E quello che mi stupisce invece... ok andiamo per ordine. Devo aver fatto le solite cose, sminuzzato un tenero pezzo di carburo con pochi colpi di mazza, poi aperto lo spillo dell'acqua e acceso l'acetilene sul casco clock e poi con precauzione per non dar fuoco alla macchia raggiunto in pochi passi l'ingresso e dentro è fresco, che spettacolo e io sono da solo che bel silenzio. E via un giretto panoramico nelle salette, a strisciare sulle ossa che nessuno ci ha ancora detto di che bestia sono, un po' d'impressione ma via, lascio perdere la zona archeologica e vado a fare due passi sul fondo, dove c'è un cunicolino che non è stato ancora esplorato. E insomma, che cosa insulsa, comincio a pensare agli spiriti degli antenati.
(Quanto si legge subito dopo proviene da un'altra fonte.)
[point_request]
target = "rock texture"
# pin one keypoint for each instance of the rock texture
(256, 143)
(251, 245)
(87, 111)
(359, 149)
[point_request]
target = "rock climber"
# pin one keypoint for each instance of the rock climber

E mica mi metto a riderci sopra, mica mi dico che non stiamo mica girando un B movie, no no, quasi quasi me la bevo e mi corre un brividino lungo la spina dorsale.

 

 

 

Che proprio in quel momento, proprio mentre quasi mi aspetto di vedere gli occhietti gialli degli antenati nel buio, un topolino, o un pipistrello o che so io dovessero farmi cadere vicino una decina di sassetti misti a terra, non più grandi del pugno di un bambino; che io poi saltassi via come se mi stesse crollando addosso la montagna intera e cadessi sul fianco destro, al buio, rompendomi un polso, sarebbe cosa meritevole di approfondimento come pure l'autentico terrore di non riuscire più a uscire di lì. Ma, per dirla con il buon Melville, che anche lui doveva essersi dimenticato dove voleva andare a parare «ah tempo, forze, denaro e pazienza!». Quanto poi a quella risatina cavernosa che, ripensandoci, ho sempre creduto di aver sentito dietro di me che cerco carponi l'uscita, sotto shock e tenenedomi il polso destro con la mano sinistra. Bè, quella risatina credo proprio di essermela sognata. Non con questo voglio dire che non me la meritassi, no, voglio solo dire che me la sono certamente sognata.